ИЗ ДНЕВНИКА Ф. Б. РАСТРЕЛЛИ

Я несчастнейший человек. Дворцы поглотили всю мою жизнь. Они как зарубки. Каждый из них — это три года, пять лет, десять лет жизни. Я России по архитектуре больше сделал услуг, нежели все остальные. Три года строил я Летний дворец императрицы Елизаветы Петровны. Три года ждал, когда начнут Андреевский собор в Киеве. Весь извелся. Ансамбль Смольного возводился десять лет и остановился в строительстве из-за Семилетней войны[22]. Десять лет я отдал переделкам и восстановлению Воскресенского монастыря на Истре. Я нашел новый способ шатрового перекрытия, прорезав конус по всей окружности тремя ярусами проемов. И шатер сразу же утратил тяжесть, стал легким. Он воспарил над залом ротонды. Собор наполнился воздухом, светом, простором. Я сделал впервые светлый шатер. Таких доселе мне видеть не приходилось.

Ее величество императрица Елизавета повелела мне срочно декорировать Большой зал Зимнего дворца, а также большую галерею, чтобы там отпраздновать со всем великолепием свадебные торжества. С этой целью я сделал фигурные столы, украшенные фонтанами и каскадами и установленные по четырем углам названного зала, окруженные вазами и аллегорическими статуями. Все богато орнаментировано золоченой скульптурой. По каждой стороне каскадов были расставлены померанцевые и миртовые деревья, образовавшие прекраснейший сад. На большой площади устроен фонтан из вина, украшенный скульптурой, с большой пирамидой, предназначенной для народного гулянья. Эти праздники продолжались в течение нескольких дней.

В Летнем дворце я сделал каменный Эрмитаж с небольшим садом в первом этаже апартамента ее величества. Здание украсил статуями из белого мрамора на пьедесталах с небольшим фонтаном посредине. Все украшения фонтана были отменно позолочены.

В новом Летнем саду я вырыл пруд большого размера, недалеко от дворца, который примыкал к новому саду, где одновременно я устроил большой лабиринт из зелени липовых аллей, замкнутых оградой из различных деревьев, украшенной на разных промежутках великолепными мраморными статуями, а также большой фонтан с водяной пирамидой и каскадами, украшенными позолоченными барельефами и вазами, из которых били снопы воды, а вокруг этого большого бассейна было поставлено несколько мраморных фигур.

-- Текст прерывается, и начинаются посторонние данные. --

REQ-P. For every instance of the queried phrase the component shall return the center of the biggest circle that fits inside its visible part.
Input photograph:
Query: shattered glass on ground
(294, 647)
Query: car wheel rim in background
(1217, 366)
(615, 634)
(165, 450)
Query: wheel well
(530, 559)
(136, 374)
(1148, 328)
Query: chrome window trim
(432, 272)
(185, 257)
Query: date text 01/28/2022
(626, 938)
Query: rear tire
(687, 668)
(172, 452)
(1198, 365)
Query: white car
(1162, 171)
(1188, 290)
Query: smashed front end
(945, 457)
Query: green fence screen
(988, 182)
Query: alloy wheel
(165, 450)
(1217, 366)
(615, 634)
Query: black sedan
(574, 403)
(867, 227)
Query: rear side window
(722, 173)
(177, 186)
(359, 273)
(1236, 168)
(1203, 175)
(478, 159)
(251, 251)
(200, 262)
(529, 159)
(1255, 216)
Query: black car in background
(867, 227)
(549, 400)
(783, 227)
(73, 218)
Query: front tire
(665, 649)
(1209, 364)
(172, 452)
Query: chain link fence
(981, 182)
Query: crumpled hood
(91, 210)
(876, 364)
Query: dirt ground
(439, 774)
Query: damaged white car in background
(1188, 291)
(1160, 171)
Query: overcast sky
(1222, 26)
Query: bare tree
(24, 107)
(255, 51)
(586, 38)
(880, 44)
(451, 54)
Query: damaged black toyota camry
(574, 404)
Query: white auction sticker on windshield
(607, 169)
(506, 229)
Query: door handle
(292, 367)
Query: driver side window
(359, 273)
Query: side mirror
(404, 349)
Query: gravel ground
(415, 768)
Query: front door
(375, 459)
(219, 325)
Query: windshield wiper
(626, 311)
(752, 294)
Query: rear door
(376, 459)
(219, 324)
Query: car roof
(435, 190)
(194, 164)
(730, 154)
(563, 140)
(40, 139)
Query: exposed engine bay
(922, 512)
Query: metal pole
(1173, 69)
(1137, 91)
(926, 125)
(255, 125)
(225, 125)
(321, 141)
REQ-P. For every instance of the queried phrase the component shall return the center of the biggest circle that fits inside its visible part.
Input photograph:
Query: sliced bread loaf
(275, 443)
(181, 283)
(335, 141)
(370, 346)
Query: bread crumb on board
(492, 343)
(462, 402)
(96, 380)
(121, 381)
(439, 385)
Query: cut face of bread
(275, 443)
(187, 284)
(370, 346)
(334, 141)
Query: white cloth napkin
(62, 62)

После того как императрица утвердила проект нового Зимнего дворца и так как необходимо было совершенно снести старый дворец, построенный покойной императрицей Анной Иоанновной в начале ее царствования, ее величество императрица Елизавета приказала мне строить Большой Зимний дворец из дерева, в один этаж на каменных фундаментах, и это здание было построено на Большом проспекте. Число апартаментов превышало две тысячи комнат, с большим залом, галереей, часовней, а также большим театром в два яруса лож. Все парадные апартаменты, приемные, зал, галерея и прочее были украшены лепным позолоченным орнаментом и несколькими плафонами, помещенными в главных апартаментах.

Я выполнил по приказу императрицы Елизаветы проекты для постройки новых двухэтажных лавок, которые строятся вдоль Большого проспекта.

По приказу Сената я изготовил большую модель Триумфальных ворот, которые должны быть построены в начале Большого проспекта, чтобы служить главным въездом в город Петербург. Это сооружение еще не начато. Названная модель находится в Большом зале Сената.

…Я нашел себе спасение от томящей тоски — вспоминаю Анну. Она давала мне все, отчего можно почувствовать себя счастливым. От моих воспоминаний наворачиваются слезы. Ужели я так стар! Ужели никуда не гожусь?

С Анной будто впервые узнал я, что такое сладостный покой. А теперь сижу, сижу и вдруг начинаю уходить в прошлое. Вижу ее лицо, выражение глаз, слышу голос. Не будь этого, со мной сделалось бы такое отчаянье, что и выжить трудно. А наши свидания? Как я их ждал. Меня знобило, она приходила, и радость встречи смывала все одним махом. Мы подолгу бывали вместе, а сейчас все кажется таким мимолетным. Боже, было это или приснилось? Почему прошлое счастье на отдалении очень походит на сон? Но такие сны снабжают силой. Наступает момент, и Анна снова отдаляется, как небесная звезда. А я говорю себе хорошую русскую поговорку, она мне очень нравится: живи — не тужи, а помрешь — не заплачешь. Что ж, попробую не тужить…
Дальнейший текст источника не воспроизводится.